Anyway – moving along swiftly. In weddings, ’till death do us part’ is a vow we always think about when we are talking about remaining married for the long haul. However, the other meaning of this is that, there is a 100% chance that we will some day ‘fly away’….. the only twist is, you never know when. This makes me think back to one of the best days of our marriage. Just two days ago, during our morning devotion, Hun re-dedicated his life to Christ. Oh what a joyous day it was, in our house and in Heaven… as the good book says. There is a certain peace that comes with knowing that the people you love will have a mansion next to yours in the pearly estate.

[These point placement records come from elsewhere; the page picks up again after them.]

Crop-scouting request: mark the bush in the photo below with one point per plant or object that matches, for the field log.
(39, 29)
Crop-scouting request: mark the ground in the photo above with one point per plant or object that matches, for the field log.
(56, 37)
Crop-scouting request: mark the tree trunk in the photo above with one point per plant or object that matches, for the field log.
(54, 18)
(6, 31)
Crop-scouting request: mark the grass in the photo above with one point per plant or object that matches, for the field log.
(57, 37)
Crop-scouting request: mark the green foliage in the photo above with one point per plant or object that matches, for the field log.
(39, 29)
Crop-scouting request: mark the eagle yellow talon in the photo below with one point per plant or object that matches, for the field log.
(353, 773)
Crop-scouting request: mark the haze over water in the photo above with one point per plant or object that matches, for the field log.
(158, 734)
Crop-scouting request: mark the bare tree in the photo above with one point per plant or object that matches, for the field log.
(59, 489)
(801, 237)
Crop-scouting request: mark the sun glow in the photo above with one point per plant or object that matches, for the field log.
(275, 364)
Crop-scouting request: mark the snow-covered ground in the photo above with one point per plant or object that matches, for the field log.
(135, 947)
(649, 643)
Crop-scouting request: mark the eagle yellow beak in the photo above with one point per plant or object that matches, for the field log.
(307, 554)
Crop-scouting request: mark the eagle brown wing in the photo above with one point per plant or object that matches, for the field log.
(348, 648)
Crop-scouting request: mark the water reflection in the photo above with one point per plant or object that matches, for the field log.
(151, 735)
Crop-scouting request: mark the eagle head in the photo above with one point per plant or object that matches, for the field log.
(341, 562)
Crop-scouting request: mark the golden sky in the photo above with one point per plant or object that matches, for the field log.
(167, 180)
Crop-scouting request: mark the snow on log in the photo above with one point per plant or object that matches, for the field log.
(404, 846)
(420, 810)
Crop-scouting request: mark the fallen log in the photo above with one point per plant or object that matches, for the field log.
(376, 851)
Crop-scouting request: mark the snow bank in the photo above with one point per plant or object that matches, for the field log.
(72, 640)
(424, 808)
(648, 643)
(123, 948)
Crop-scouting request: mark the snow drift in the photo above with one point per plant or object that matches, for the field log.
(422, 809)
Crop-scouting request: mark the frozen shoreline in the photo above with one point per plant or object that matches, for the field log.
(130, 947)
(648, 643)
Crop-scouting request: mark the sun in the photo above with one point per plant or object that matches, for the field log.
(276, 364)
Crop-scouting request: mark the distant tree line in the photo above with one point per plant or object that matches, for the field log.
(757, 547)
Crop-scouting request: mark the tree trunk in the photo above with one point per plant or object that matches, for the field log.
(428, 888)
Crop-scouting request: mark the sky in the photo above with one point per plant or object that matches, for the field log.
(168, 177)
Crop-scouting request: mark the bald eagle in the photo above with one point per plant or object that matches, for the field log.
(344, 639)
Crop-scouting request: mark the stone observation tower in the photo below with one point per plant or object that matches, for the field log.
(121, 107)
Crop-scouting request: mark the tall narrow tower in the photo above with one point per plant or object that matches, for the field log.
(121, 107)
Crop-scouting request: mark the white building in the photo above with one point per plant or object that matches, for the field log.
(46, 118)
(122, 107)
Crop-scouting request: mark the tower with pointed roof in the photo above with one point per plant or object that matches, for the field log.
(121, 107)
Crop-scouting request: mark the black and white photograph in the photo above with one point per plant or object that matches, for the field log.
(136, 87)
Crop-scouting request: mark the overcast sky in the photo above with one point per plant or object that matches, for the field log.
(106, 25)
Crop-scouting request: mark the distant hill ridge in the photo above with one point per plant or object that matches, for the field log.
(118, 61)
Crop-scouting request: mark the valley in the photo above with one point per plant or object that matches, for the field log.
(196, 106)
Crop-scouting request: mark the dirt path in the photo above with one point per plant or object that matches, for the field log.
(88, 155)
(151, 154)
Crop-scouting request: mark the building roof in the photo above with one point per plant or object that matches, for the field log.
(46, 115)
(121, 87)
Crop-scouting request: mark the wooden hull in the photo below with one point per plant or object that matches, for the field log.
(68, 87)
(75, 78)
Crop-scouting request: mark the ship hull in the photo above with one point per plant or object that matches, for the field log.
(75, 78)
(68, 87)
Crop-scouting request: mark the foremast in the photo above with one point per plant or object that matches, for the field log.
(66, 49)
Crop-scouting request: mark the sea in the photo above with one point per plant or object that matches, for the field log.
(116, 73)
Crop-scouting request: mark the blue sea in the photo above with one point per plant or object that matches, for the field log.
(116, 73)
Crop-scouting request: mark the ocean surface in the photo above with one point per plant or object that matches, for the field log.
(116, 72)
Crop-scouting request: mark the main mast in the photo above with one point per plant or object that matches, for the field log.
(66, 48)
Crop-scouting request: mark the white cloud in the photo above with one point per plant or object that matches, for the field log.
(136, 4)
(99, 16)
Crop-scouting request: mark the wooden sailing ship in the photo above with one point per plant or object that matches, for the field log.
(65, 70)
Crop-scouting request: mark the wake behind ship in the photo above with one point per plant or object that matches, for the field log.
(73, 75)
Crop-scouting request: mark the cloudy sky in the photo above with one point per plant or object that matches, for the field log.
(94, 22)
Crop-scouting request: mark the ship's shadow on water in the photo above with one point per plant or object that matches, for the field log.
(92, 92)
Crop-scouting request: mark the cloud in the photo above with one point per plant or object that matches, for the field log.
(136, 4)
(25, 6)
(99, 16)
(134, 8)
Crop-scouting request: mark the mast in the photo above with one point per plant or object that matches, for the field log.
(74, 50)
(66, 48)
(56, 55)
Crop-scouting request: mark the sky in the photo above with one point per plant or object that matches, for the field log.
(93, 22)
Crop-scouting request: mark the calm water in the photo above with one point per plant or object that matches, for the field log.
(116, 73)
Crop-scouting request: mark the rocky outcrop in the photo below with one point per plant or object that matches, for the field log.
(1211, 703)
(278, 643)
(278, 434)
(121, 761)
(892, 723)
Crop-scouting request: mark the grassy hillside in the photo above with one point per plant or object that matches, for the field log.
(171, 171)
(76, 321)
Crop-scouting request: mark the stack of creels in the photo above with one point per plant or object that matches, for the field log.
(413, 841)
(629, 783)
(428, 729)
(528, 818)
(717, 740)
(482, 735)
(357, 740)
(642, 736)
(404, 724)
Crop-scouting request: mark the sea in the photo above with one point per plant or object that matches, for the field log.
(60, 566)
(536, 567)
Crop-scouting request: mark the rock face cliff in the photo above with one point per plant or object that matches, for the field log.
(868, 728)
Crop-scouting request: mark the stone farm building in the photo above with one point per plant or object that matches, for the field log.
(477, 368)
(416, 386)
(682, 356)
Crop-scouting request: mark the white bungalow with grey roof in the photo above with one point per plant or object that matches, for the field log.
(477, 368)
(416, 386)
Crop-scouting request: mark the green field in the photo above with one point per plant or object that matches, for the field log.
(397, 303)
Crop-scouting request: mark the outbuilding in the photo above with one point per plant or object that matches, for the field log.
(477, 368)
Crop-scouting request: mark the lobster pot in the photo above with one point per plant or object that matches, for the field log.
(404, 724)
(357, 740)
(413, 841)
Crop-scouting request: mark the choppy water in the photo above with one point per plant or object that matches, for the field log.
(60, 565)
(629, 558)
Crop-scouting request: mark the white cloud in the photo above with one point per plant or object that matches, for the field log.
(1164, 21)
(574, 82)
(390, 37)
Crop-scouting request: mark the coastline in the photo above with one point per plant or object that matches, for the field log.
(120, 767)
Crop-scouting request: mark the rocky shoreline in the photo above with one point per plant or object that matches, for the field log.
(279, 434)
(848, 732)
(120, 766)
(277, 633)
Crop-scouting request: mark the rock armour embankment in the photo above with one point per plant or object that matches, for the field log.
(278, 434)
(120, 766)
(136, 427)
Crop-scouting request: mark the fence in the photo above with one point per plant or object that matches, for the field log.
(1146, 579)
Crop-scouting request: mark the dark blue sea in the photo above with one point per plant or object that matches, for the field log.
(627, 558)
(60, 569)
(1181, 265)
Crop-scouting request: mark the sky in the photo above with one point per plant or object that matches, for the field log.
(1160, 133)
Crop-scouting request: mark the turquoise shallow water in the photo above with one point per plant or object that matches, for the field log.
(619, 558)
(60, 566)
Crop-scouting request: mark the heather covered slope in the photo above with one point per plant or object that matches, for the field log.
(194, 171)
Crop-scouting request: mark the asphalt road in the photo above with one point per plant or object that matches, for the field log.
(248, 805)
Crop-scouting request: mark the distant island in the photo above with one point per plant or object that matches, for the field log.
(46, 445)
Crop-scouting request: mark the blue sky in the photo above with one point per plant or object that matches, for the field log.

The other thing that we are totally grateful to God for is allowing our lives to be such that we are able to spend insane amount of time with each other. I have heard in other circles, it being called ‘suffocation’, yet for us we seem to enjoy every moment of it. Initially, Hun used to say it was because I was new in Uganda; didn’t know my way around and did not have friends…. I wonder what his ‘excuse’ is now that I can move about by myself and have made a ton of friends. Anyway the point is, when (not if) one day the vow – till death – becomes reality, our hearts will be comforted knowing we got to spend every possible moment with each other.
Life is just but a vapour….. make every moment count!